Unless you have a child who has difficulties interpreting and comprehending the subtle nuances of social interaction, you more than likely don’t understand the magnitude of this photo.  Unless you have a child who doesn’t “get” the give and take of social interaction, this photo probably seems mundane.  Unless you have a child who doesn’t have a single real and true friend, you most likely don’t grasp the overall import of the seemingly simple interaction depicted in this photo.  Unless you have a child who comes home from school in tears, sobbing that his classmates think he’s the dumbest kid in his class and ostracize him from much of the day’s classroom and playground interactions, you can’t possibly comprehend the joy this photo brings to two concerned parents.   Unless your child pleads with you to “find a friend” for him, you can’t possibly understand how this photo shatters two parents’ hearts into a million tiny shards. 

A friend is something most of us take for granted, yet is so very vital to our complete wellbeing.  We were created to be social creatures.  When that simple, yet necessary component is lacking in our lives we are incomplete.  It’s a vacancy we feel in our soul.  And when you try your very best, oftentimes forcing the situation, the rejection can be gut wrenchingly debilitating.  
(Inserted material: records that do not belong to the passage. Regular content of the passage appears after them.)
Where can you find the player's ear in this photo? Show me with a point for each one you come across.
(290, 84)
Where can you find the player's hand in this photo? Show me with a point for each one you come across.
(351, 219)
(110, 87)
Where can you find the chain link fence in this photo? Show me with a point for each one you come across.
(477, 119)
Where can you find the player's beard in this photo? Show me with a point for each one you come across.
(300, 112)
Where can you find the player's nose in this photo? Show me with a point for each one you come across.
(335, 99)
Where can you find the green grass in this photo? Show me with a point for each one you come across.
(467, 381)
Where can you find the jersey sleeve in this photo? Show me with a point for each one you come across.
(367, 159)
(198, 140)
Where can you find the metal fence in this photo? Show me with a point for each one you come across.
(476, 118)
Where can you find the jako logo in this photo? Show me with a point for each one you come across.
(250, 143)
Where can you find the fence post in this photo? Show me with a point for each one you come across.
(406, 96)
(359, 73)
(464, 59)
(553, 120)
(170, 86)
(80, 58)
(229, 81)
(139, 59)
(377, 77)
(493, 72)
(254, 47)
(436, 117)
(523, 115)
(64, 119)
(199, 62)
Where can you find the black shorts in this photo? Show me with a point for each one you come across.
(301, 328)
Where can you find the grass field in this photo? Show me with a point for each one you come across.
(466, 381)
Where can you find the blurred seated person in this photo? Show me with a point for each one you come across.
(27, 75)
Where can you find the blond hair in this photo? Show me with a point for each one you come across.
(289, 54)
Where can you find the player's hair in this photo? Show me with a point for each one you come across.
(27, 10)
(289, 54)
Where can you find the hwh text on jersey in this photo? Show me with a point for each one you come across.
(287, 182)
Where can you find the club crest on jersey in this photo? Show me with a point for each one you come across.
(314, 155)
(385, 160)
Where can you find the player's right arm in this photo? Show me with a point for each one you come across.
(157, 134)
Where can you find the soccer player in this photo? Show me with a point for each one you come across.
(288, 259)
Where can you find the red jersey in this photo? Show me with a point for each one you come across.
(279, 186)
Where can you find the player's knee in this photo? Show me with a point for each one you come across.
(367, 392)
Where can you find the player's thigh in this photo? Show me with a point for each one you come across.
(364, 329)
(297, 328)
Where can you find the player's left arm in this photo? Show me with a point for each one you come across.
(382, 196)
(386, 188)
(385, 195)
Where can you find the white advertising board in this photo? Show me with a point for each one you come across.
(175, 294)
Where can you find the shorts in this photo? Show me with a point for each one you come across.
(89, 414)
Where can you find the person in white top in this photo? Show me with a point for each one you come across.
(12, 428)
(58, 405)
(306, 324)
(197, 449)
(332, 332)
This weekend we had the pleasure of spending Friday evening in the company of a family we’ve been promising to have over for dinner for years.  They’re a family we instantly connected with at the skatepark years ago–G with the father, J-man with the son, and I with the mom.  Yet, as life oftentimes does, it got in the way of the six of us getting together.  Yes, G and I had a wonderful time conversing and laughing with “N’s” parents Friday night, but the highlight of the evening was how J-man and “N” related and interacted.  It was a beautiful sight to behold, stopping G and me in our tracks time and again throughout the evening.

Sunday, while out on our 52-mile pedalabout, I received a text from “N’s” mom stating he wouldn’t stop asking when he could see J-man again.  I replied, telling her we’d be back by one o’clock and he was welcome to come over.  The two boys again connected instantly.  They picked up where they left off, engaging in NERF wars, sword fights and playing Minecraft.  Even the video game had serious interaction–communication, teamwork, instructing and encouraging one another and trash talking.  I was in HEAVEN! 

I’m a firm believer in the adage it’s the little things in life that make life so very rich.  This photo is proof of that belief.  Thank you, God, for answered prayers. 

The greatest healing therapy is friendship and love. ~Hubert H. Humphrey 

Beauty is in the Eye of the Beholder 

This morning I took a little ride along a canal I frequently traverse.  The canal runs parallel to an exclusive golf and country club.  Although I’ve never been in this particular club, I can see quite a bit of the golf course’s perfectly manicured fairways and greens from my vantage point.  The pristine landscape doesn’t hold a candle to an untended hedgerow of bougainvillea that runs along the backside of the property’s concrete privacy wall.  The people inside those walls have no idea of the beauty and splendor on the backside of that wall.  The colorful flowers beckon a wealth of birdlife and butterflies.  


Although I’ve not visited this particular club, I’ve been to several just like it, usually to play golf.  They’re all interchangeable with the same ostentatious surroundings and an overabundance of obnoxious people.   Case in point, one time, about 10 or so years ago, the mister and I were playing a round of golf with friends at a club where we were members.  I was pulled aside at the turn by a golf course employee who informed me my Lija golf shorts were considered to be too short by a group of ladies who were also playing that day.  I was humiliated, to say the least, and forced to purchase a golf skort that reached well below my knees on my 5′ 3″ frame.  Yeah, good times. 

All this to say, the folks on the inside of that wall can keep their perfectly manicured property and I’ll happily stick to riding my bike on the far side of the canal, taking in the breathtaking view of unkemp bougainvillea, birds and butterflies.  Beauty is indeed in the eye of the beholder.